Dr. Shirin Ebadi told her audience at Peru State College's distinguished speaker series Monday that most Iranians hold opinions incompatible with their government and asked students to search through the mirages to understand the true sentiment of the people.
She said most Iranians are not in favor of the government's nuclear program, its foreign policy, its record on human rights and suppression of freedom.
Ebadi, who became Iran's first female judge in 1960, was selected in 2003 as the first Iranian woman to receive a Nobel Peace Prize.
She has been in exile since the re-election of Mahmoud Ahmadinejad as the Iranian president in 2009.
She says the government closed her law office, threatened her family and eventually auctioned off her property. Her family was released from custody, but their passports have been withdrawn.
Ebadi, who spoke through an interpreter, said the government threatened her family to silence her.
“I told them I love my family, but I love justice more,” she said.
Finally, she said, “the government said they would kill me.”
She said her judgeship had been stripped after the Iranian Revolution in 1979 because conservative clerics insisted that Islam prohibits women from being judges.

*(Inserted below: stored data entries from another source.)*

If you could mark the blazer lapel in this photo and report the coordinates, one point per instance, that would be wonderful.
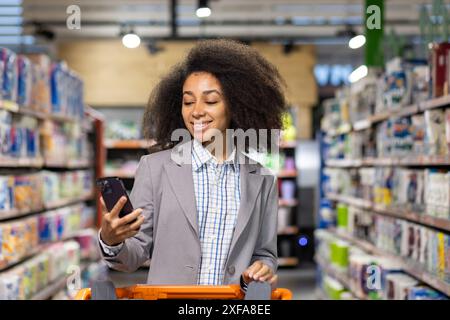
(180, 179)
(251, 183)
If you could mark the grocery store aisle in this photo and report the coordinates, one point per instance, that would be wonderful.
(300, 281)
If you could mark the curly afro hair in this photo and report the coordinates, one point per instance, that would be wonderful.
(253, 90)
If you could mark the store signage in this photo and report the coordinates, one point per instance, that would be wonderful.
(334, 75)
(374, 30)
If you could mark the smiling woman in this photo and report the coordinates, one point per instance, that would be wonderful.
(211, 220)
(246, 83)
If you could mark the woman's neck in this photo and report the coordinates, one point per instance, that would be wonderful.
(221, 150)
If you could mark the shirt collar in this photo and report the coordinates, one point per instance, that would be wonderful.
(202, 156)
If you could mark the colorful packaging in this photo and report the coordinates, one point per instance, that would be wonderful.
(418, 134)
(438, 67)
(40, 93)
(425, 293)
(9, 286)
(25, 81)
(10, 79)
(5, 132)
(435, 138)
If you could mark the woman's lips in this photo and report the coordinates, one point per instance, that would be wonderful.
(201, 126)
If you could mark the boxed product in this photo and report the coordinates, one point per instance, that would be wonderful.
(435, 137)
(437, 193)
(6, 199)
(418, 134)
(40, 92)
(398, 286)
(5, 132)
(425, 293)
(420, 85)
(438, 68)
(398, 88)
(342, 216)
(10, 80)
(25, 81)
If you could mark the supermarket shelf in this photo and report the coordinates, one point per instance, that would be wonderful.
(361, 203)
(66, 202)
(128, 144)
(289, 230)
(17, 261)
(287, 174)
(320, 294)
(8, 162)
(401, 212)
(287, 261)
(406, 161)
(56, 286)
(340, 276)
(119, 173)
(409, 267)
(21, 162)
(382, 116)
(362, 125)
(51, 289)
(435, 103)
(287, 203)
(403, 112)
(71, 164)
(15, 213)
(288, 144)
(343, 129)
(329, 269)
(21, 110)
(344, 163)
(424, 219)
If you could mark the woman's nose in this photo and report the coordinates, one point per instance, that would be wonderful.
(198, 110)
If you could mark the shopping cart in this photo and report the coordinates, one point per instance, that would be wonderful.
(105, 290)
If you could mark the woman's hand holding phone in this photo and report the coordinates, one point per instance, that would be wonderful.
(114, 230)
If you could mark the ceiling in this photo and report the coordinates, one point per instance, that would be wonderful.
(314, 21)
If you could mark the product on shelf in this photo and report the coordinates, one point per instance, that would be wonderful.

She was assigned a secretarial position, but Ebadi worked her way back into legal prominence as a human rights attorney.
She formed an organization dedicated to advocating for the rights of children.
At Peru Monday, she asked students not to accept polling data that suggests that 50 percent or more of Iranians support the nuclear program.
She said the Iranian people are leery of poll callers and said it takes distinct bravery for anyone to give answers they feel might be in opposition to the government.
“The people of Iran are not in agreement with the nuclear program of the government,” she said.
As the to question of whether it is being done for peaceful purposes, Ebadi said the citizens can not be sure.
“I can not render a judgment in this regard as decisions are made behind closed doors and the people are not involved, but even if it is for peaceful purposes it is still not acceptable,” she said.
She said Iran's climate suggests potential for solar power.
She said the people also oppose Iran's foreign policy, pointing to the official support for Syrian dictator Bashar al-Assad.
She said the people of Iran are opposed to Assad's reaction when they asked for their rights.
“Instead of listening to the people he took the (Muamar) Gadafi position. 'I will kill to the last of the opposition and not leave,' which results in a civil war,” she said.
Page 2 of 2 - She said the Iranian people are opposed to the government's record on human rights, its media censorship and suppression of religious freedom.
She said the first condition of democracy is a separation between the state and any ideology and from religion. “Religion should be respected, but it can not be the basis of government,” she said.
She also asked students not to be convinced by images on television of of Iranian women shouting death to America.
“It may be a real picture, but it depicts only a small percentage of the people. Only 5 percent of the people act like that,” she said.